Lloyd’s of London will no longer allow their trading platform to be used for investing in coal, because this fuel is the main driver of climate change. Given the global insurance industry has been harking on for decades about the increasing risks of extreme weather to property, one would have thought they might have arrived at that conclusion a little sooner.
During their 25 years of inaction on this front, the insurance industry, through investments and cover, has facilitated massive coal use around the world, locking emissions and unavoidable warming into the atmosphere. As a result, we now have a large number of property owners around Australia who are going to feel the heat of surging insurance prices to cover worsening weather extremes. The industry has an obligation to respond.
As the Climate Institute found in 2014, if you buy a house in parts of the Sydney suburb of Windsor, you could be paying out 10 times the normal price for home insurance. Why? Because it’s in a flood plain. As the climate heats up, more water in the ocean is evaporated into the atmosphere and is ready to drop on Australia. When it rains there will be bigger floods. So if you live in the “wrong part” of Windsor, or any other Australian flood plain, you can expect your premium to get more expensive. But you should consider yourselves lucky that you can still get cover.
Fossil fuels aren’t the only thing from which insurers are extracting themselves. If you go online to get home cover for a house in parts of Queensland you may find a few household names who aren’t interested in your business. Extreme weather combined with questionable planning policies and inadequate building standards are a tropical punch they’ll happily skip.

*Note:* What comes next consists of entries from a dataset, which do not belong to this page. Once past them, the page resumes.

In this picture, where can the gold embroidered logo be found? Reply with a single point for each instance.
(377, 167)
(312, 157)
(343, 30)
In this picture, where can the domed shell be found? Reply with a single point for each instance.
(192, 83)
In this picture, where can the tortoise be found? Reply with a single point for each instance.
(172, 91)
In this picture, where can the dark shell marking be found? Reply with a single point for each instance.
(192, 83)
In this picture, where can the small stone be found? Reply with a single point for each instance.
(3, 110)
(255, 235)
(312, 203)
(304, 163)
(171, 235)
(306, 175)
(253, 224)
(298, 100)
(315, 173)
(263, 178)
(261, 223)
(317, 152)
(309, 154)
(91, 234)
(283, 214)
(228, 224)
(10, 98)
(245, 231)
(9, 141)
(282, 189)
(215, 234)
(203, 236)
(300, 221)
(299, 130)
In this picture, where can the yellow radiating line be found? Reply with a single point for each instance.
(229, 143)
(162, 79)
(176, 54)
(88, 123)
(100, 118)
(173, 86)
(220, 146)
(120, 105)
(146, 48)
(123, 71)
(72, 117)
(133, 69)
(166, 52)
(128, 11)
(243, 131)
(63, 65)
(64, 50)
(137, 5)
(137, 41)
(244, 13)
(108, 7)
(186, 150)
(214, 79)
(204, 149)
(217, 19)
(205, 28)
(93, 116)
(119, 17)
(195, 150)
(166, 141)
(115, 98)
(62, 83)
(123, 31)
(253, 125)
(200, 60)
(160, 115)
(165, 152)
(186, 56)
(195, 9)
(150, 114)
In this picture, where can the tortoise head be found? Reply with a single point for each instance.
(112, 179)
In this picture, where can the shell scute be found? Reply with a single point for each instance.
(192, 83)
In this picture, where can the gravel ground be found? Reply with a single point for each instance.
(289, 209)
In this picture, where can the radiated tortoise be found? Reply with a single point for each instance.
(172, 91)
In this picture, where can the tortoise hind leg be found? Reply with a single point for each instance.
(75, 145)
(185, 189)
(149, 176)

If you’re living close to the coast anywhere in Australia (80 per cent of us) and in a low-lying suburb, don’t expect to get an insurance payout if sea water floods the house. “Actions of the sea” is a standard exclusion. So are things like, erosion, land-slip and soil movement. All things that are projected to increase in frequency with climate change.
Nearly half of all home insurance claims in Queensland were due to storm-related damage in 2016-17 , NRMA Insurance reports. NRMA research found 30 per cent of home-owners in the state are not properly equipped to deal with a storm, and 18 per cent are not aware of the risk to their homes from storm damage.
Since at least 1990, when the international scientific community started collectively reporting on climate, all levels of government, insurance companies and banks have been on notice that climate change will affect both the structure and monetary value of the built environment. Yet in Australia, we’ve still been building canal estates by the ocean, houses in flood plains and houses unable to cope with more intense wind-storms and cyclones. Is the property market – and the financial sector that supports it – mad, dysfunctional or just opportunistic?